2 minute read time.
"Synthetic biology borrows from engineering and biology disciplines making it possible to execute better design, build, and testing of DNA sequencing" explains Dr Stefanie Frank, lecturer in Synthetic Biology, Department of Biochemical Engineering at University College London (UCL), at the IET Central London Network event held at IET Savoy Place.

She explained in very simple, coherent terms how 'Cutting and pasting' techniques are allowing sections of DNA, that provide the code for proteins such as enzymes (biocatalysts), nanoparticles, or even spider silk, to be cloned.  However this, is just the start. The synthetic biology industry is going through a revolution, where advances in micro-technologies are enabling the central dogma of biology – DNA -> mRNA -> Proteins – to be utilised by the industry to implement more and more complex tasks. 


When it comes to making synthetic genes, she explained that most labs order DNA for their experiments from external companies - costing as little as 40 cent per DNA base (the 4 ‘letters’ of DNA are the bases A, G, T, & C). The productionisation of DNA sequencing is progressing so swiftly that other uses of DNA are now being thought of, such as using DNA for long term data storage – plans for making a machine, that can automatically produce DNA to store over 1 terabyte of data, have been proposed. In fact, just like a workflow in a project, genetic designs (known as circuits) are using DNA-switches so that when a certain condition is met, a new state is created causing the DNA to be transcribed into a protein (the techniques even uses the concepts of Boolean Logic, such as NAND, AND, XOR, etc).


As expected, with this logical organisation, DNA sequencing has itself developed its own standardised genetic design language called the Synthetic Biology Open Language (SBOL). This allows a repository of catalogs to exist which in turn allows you to program how the DNA sequence should be created and behave. For example, engineering bacteria to not only produce compartments that bind with cancerous cells, but that also deliver a toxic payload. This was followed by introducing the iGEM (International Genetically Engineered Machines) competition. Primarily undergraduate student teams from around the world compete to design genetic circuits that modify cells to produce interesting properties using standardised parts called ‘biobricks’ (from the idea of Lego bricks).
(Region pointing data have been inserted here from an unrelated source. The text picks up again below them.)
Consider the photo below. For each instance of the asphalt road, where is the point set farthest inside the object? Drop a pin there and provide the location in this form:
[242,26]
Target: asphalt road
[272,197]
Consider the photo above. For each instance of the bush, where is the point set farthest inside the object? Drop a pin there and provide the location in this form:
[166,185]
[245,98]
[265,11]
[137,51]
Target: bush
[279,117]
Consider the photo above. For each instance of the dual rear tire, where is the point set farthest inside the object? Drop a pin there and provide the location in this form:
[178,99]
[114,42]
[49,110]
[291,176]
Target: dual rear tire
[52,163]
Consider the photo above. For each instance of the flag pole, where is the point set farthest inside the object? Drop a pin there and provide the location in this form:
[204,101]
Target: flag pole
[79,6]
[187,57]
In terms of advancements in this field, Dr Franck talked about how some companies are engaging the ‘carbon circular economy’. Using solar energy and reactions involving atmospheric carbon dioxide to create proteins, thus reducing the need for reagents to culture the bacteria.


Ethics were also heavily discussed, particularly where synthetic biology was used in medicine or where organisms could be accidentally released into the ecosystem. With the latter, the aim being not to avoid risk, but to manage it, for example by, engineering a virus that by design must have control measures in place.


A fascinating talk that walked you through the history of synthetic biology with a pragmatic glimpse of what the future holds.


Blog co-written with Matthew Davies, IET Central London volunteer.